There were a number of correct solutions to this problem which either involved trial and improvement or the solution of a quadratic equation.

Correct solutions were received from Michael Brooker, Yatir Halvi (Maccabim-Reut High School), Ross Haines, Robert Haynes and Andre Lazanu. Well done!

Ross Haines first explained how number bases work:

We use base ten, which is this:

 Thousands Hundreds Tens Ones

This can also be written as

 10 cubeds 10 squareds 10s 1s

The second way is the way you write bases. It is the same format for all of them. For example, base 4 would be written as:

 4 cubeds 4 squareds 4s 1s

To work a number from a base to base 10 you times the number by the column it is in. eg, using the number 321 in base four

 4 cubeds 4 squareds 4s 1s 3 2 1

Which gives:

1 x 1 equals 1
2 x 4 equals 8
3 x ( 4 squared) equals 48

so 321 in base 4 would be 1+8+48=57 in base 10

Here is the trial and improvement solution submitted by Michael:

I worked it out like this: I decided to begin with bases much higher than 10, as 123 is much smaller than 3723. By trial and error I discovered that the answer was somewhere between 40 and 80.

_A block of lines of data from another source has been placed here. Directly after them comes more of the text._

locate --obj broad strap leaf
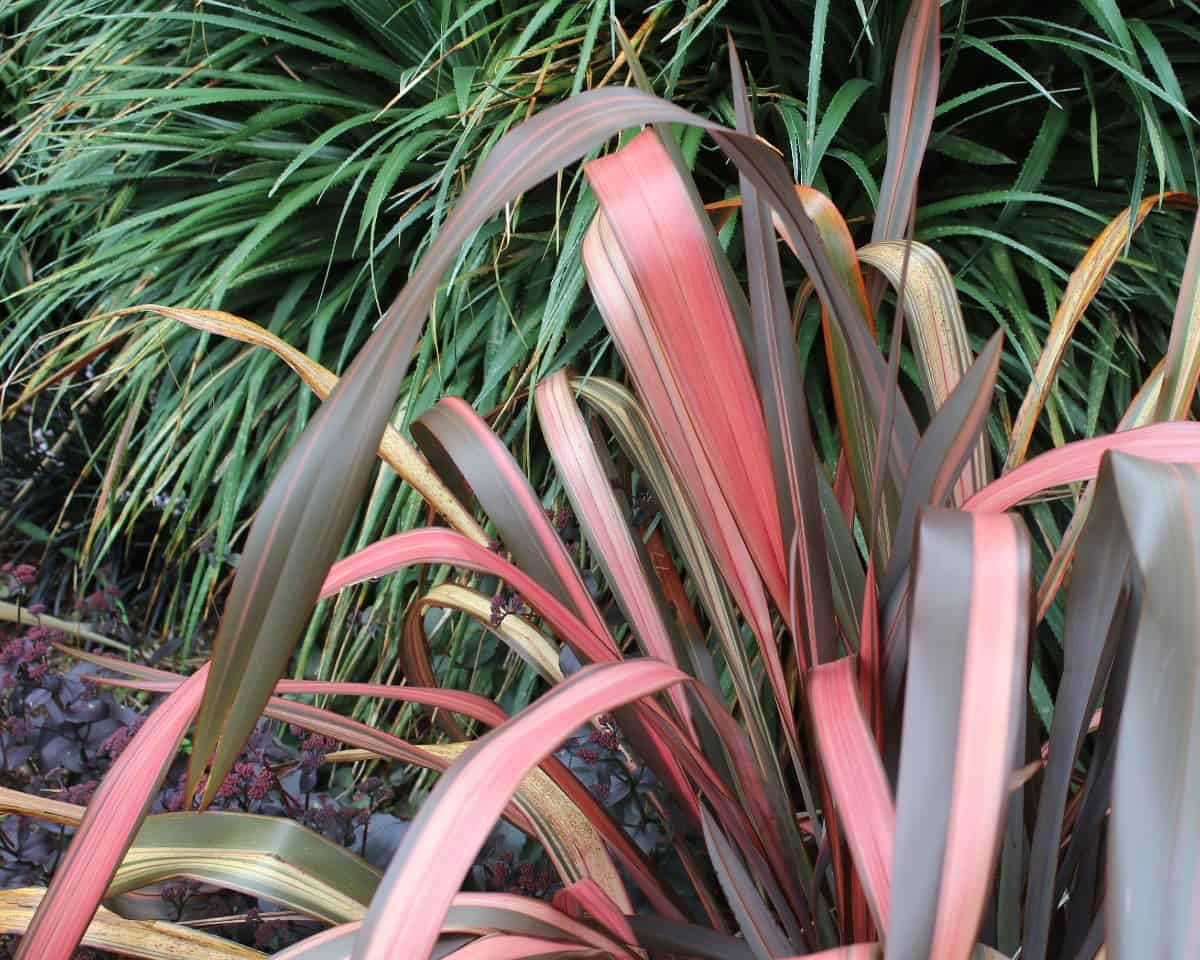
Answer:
[1106,454,1200,960]
[730,38,836,667]
[17,665,209,960]
[353,660,686,960]
[887,510,1032,960]
[809,658,895,930]
[1004,193,1195,473]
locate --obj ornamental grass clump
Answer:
[7,2,1200,960]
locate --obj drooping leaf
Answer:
[809,658,895,930]
[1004,193,1195,473]
[703,810,794,960]
[118,304,487,544]
[354,660,686,960]
[1106,454,1200,960]
[1021,458,1132,960]
[887,510,1032,960]
[535,371,695,736]
[17,665,208,960]
[858,240,991,499]
[730,40,836,667]
[0,887,266,960]
[962,422,1200,512]
[413,397,616,650]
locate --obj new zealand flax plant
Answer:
[5,0,1200,960]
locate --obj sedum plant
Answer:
[5,1,1200,960]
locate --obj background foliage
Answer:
[0,0,1200,710]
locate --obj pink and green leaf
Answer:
[887,510,1032,960]
[17,666,208,960]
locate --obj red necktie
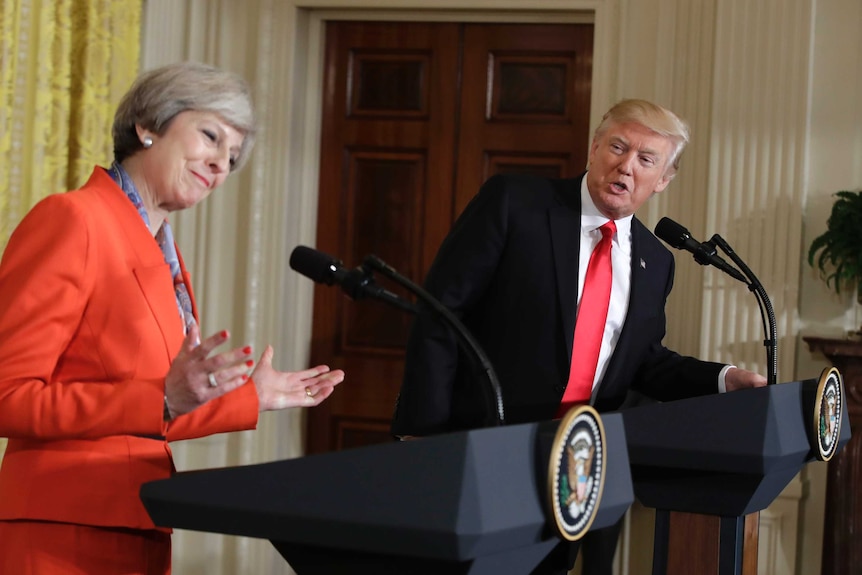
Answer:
[557,220,617,417]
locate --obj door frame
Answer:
[284,0,621,382]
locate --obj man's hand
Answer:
[724,367,766,391]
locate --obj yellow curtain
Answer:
[0,0,143,457]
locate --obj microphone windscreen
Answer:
[655,218,691,249]
[290,246,341,285]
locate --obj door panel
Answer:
[307,22,592,453]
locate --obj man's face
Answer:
[587,122,674,220]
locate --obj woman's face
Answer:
[138,110,244,212]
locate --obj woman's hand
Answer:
[251,345,344,411]
[165,325,254,419]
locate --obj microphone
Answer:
[290,246,416,313]
[655,217,748,284]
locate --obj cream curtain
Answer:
[0,0,142,456]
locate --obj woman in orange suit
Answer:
[0,63,344,575]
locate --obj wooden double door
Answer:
[306,22,593,453]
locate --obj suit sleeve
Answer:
[0,194,174,439]
[635,250,724,401]
[391,176,508,435]
[167,379,259,441]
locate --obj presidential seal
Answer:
[813,367,844,461]
[548,405,606,541]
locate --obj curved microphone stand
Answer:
[707,234,778,385]
[362,254,506,425]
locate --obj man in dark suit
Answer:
[392,100,766,575]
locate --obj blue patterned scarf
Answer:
[108,162,197,333]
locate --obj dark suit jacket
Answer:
[392,175,722,435]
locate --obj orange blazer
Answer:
[0,167,258,528]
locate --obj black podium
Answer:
[141,414,633,575]
[621,380,850,575]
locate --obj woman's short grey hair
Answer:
[595,99,690,175]
[113,62,256,171]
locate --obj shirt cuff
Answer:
[718,365,736,393]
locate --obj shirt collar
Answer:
[581,175,633,253]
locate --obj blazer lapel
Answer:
[593,218,648,394]
[100,178,185,358]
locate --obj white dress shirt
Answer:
[578,176,734,400]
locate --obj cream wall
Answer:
[142,0,862,575]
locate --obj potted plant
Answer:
[808,190,862,333]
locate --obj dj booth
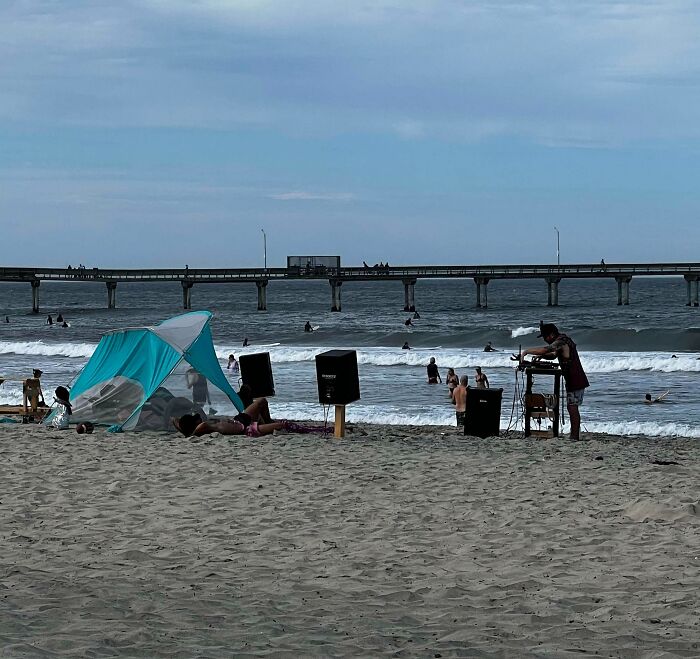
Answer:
[523,363,562,437]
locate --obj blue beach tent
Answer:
[46,311,243,431]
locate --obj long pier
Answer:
[0,262,700,313]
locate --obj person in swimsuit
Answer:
[173,398,289,437]
[22,368,46,414]
[452,375,469,428]
[445,368,459,398]
[474,366,489,389]
[428,357,442,384]
[518,322,590,440]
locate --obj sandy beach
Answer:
[0,424,700,657]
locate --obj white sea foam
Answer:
[584,421,700,438]
[216,346,700,374]
[0,341,96,358]
[510,327,539,339]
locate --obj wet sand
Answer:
[0,424,700,657]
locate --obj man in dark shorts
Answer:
[428,357,442,384]
[520,323,590,440]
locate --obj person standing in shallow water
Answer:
[427,357,442,384]
[474,366,489,389]
[518,323,590,440]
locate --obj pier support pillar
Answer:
[106,281,117,309]
[545,277,561,307]
[402,279,416,311]
[615,277,632,305]
[32,279,41,313]
[474,277,489,309]
[255,279,267,311]
[328,279,343,311]
[180,280,194,309]
[685,275,699,307]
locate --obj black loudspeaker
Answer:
[316,350,360,405]
[238,352,275,398]
[464,387,503,437]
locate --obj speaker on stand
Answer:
[464,387,503,437]
[316,350,360,437]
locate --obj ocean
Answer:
[0,277,700,437]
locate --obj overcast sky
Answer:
[0,0,700,267]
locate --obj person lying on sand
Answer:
[173,398,330,437]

So I tried translating "123" in Base 60 into Base 10. This time I did get 3723. Using powers I worked out the value of each base-60 digit in base 10 and added the figures together:

"3", the digit on the right, is the same in decimal

"2" x 60' gives 120

"1" x 60² gives 3600

Total = 3723

Yatir and Andrei found the solution by solving the quadratic equation 3x^2+2x+3=3723.